When these community-based programs began to close due to state restrictions, Zelno immediately felt called to fight on the frontlines for these clients. He and his associates looked for a way to meet the needs of the poor who might contract the disease. Through a multi-agency effort, they were able to secure area motels for quarantining homeless persons who tested positive for the disease, and Zelno and other parish nurses promptly volunteered to care for them there.

Soon, his care for the quarantined patients took on all the aspects of his previous work. He served them not only through the disease progression, but also connected them with other needed assistance as they regained their health, such as mental health services and transitional housing. Most powerful of all, he prayed with them.
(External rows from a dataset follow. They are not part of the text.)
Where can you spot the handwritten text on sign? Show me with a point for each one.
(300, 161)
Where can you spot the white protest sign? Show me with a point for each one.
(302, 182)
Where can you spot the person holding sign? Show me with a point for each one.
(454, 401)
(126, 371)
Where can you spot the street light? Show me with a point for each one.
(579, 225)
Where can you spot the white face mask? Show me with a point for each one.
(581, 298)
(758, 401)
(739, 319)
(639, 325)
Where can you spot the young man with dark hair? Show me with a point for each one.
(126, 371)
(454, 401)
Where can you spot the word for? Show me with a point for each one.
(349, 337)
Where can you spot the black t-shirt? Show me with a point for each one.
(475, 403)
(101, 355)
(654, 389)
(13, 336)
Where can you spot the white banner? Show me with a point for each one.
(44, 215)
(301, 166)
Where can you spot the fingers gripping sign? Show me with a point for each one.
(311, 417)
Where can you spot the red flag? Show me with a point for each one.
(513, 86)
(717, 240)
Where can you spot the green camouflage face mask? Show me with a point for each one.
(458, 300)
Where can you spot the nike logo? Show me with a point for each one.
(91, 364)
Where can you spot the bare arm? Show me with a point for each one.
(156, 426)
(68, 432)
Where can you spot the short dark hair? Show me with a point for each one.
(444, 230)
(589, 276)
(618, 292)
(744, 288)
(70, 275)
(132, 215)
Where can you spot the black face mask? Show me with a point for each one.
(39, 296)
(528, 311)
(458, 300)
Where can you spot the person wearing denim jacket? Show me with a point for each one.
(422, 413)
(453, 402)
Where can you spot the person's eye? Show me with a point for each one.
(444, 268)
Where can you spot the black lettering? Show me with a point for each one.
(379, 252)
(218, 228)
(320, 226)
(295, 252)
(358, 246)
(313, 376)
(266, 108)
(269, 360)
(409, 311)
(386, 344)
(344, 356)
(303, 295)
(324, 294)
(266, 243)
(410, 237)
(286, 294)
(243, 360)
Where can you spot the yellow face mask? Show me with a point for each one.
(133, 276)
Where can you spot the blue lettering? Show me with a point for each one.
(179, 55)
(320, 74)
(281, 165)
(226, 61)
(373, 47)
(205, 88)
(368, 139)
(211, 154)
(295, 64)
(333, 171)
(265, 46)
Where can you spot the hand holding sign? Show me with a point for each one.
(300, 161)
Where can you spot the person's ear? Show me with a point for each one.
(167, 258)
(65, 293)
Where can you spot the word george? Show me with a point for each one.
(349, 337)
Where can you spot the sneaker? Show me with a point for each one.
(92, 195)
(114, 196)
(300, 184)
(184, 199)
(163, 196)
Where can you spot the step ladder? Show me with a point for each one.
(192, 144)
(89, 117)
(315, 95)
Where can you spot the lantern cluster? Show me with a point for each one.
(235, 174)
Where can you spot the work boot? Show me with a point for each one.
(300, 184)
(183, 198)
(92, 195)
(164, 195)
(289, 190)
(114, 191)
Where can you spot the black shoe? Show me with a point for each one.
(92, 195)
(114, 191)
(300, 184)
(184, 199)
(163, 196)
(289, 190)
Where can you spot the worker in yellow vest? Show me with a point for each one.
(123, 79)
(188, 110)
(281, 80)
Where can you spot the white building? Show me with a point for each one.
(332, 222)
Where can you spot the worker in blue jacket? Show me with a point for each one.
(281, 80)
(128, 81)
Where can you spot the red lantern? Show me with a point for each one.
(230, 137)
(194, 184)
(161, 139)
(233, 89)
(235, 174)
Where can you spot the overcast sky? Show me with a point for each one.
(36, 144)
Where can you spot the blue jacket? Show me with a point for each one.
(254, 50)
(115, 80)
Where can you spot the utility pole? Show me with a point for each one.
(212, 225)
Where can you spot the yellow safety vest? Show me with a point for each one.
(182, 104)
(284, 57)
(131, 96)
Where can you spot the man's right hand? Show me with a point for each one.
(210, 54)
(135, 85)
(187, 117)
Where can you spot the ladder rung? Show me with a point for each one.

Compassionate Care Extends to Self-Care for Health Care Providers

The fear and anxiety that the pandemic has engendered is not an issue just for patients, of course. Health care providers have to cope with these issues as well for the foreseeable future. Zelno says that he draws strength for these times from the Jesuit spirituality that was part of his education, which taught him that “God is in all things. Wherever we are at any moment is God’s will for us.” His deep trust in God’s providence assures him that nothing he faces will be outside of His will. Zelno has a deep sense that his work is an integral part of how he answers the call of the gospel to love, serve, and evangelize.

As a nursing supervisor, Arvonio found herself caring not only for fearful patients but also for other nurses who needed a shoulder to lean on or an understanding ear. She counseled them to focus on the practical needs of each moment rather than worrying about things beyond their control. She helped one nurse through the disease and encouraged her that she would now “be a better nurse” for having had the difficult experience.

She, too, relies on other nurses for support, citing the National Association of Catholic Nurses and the Catholic Medical Association as outstanding resources for Catholic health care providers, as did Zelno. Arvonio said that she has been able to connect with other Catholic nurses through Zoom meetings “not to have a pity party, but to share ideas and show compassion, to share prayer and even music so that we can lift each other up. Sometimes we need to turn off the TV and give praise to God, as an offering and a sacrifice.”

The Sacraments as Source of Comfort

Both Arvonio and Zelno emphasized the vital role of the sacraments in giving the strength and grace needed for difficult times. Zelno pointed out that without the support of his wife, Kamrinne, he could not have taken one step in the fight against COVID-19. He credits the grace flowing from the sacrament of matrimony for the peace they have experienced while Zelno cares for those who have tested positive, and he sees his work as something the two have committed to together.

Each day Arvonio has watched Mass and prayed the rosary with two of her friends. The words of Psalm 91 have been frequently on her mind. Arvonio says that in her experience the pandemic constituted a test of faith for many. “Do you really believe? If I trust, my actions will show it. I will be calm. I will be at peace — the peace that comes from Christ. I can’t do this, but through Christ I can do all things. Through the two hearts — Christ and Our Lady — we stand strong and show our faith.”

Zelno echoes the need for health care providers to witness to the faith through “joy, dedication, and strength” during this crisis. Sometimes, he says, “you need to step away from the work for a moment and just talk with your coworkers. Don’t be ashamed of sharing your cross with others,” noting that “being open about your faith is different than being pushy. Although the workplace seems very secular, when you let your faith come out naturally, people see that. And,” he adds, “they will want to know where your strength comes from,” referencing St. Peter’s words, “Always be prepared to make a defense to anyone who calls you to account for the hope that is in you, yet do it with gentleness and reverence” (1 Peter 3:15).